In this article, researchers give the attending physician the tools they need to do 2 things: understand the underlying causes of their patients’ breathlessness and justify therapeutically reducing their patients’ breathing rates. Alveolar hyperventilation occurs in HFrEF, PAH, and small-vessel, distal CTEPH due to increased neurochemical afferent stimulation and (mostly chemo-) receptor sensitivity caused by decreased bulk oxygen transport. Their excessive breathing can be reduced with therapies that enhance central haemodynamics and/or minimize chemosensitivity. However, the combination of high filling pressures in HFpEF and decreased lung perfusion resulting in ventilation/perfusion mismatch in proximal CTEPH increases physiological dead space.

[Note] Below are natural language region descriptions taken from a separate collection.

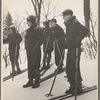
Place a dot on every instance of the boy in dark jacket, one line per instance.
(14, 40)
(33, 41)
(58, 36)
(48, 44)
(75, 32)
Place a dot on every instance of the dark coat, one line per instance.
(75, 32)
(12, 39)
(58, 33)
(33, 38)
(48, 42)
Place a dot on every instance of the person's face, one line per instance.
(29, 23)
(52, 24)
(11, 32)
(66, 17)
(44, 25)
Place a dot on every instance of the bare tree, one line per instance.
(90, 24)
(37, 8)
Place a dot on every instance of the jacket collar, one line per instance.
(70, 20)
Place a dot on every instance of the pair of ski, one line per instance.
(84, 90)
(42, 72)
(13, 75)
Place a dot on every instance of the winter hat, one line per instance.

As a result, bigger reductions in excess ventilation have been linked to lowering pulmonary capillary pressures and manually unclogging larger pulmonary veins (pulmonary endarterectomy and balloon pulmonary angioplasty). Regardless of the illness, getting regular exercise has powerful therapeutic effects. Some of the terrible effects of these common disorders may be lessened if pressing issues about the connection between excess ventilation and exertional dyspnoea, and the moderating role of pharmacological and nonpharmacological therapies, are finally answered.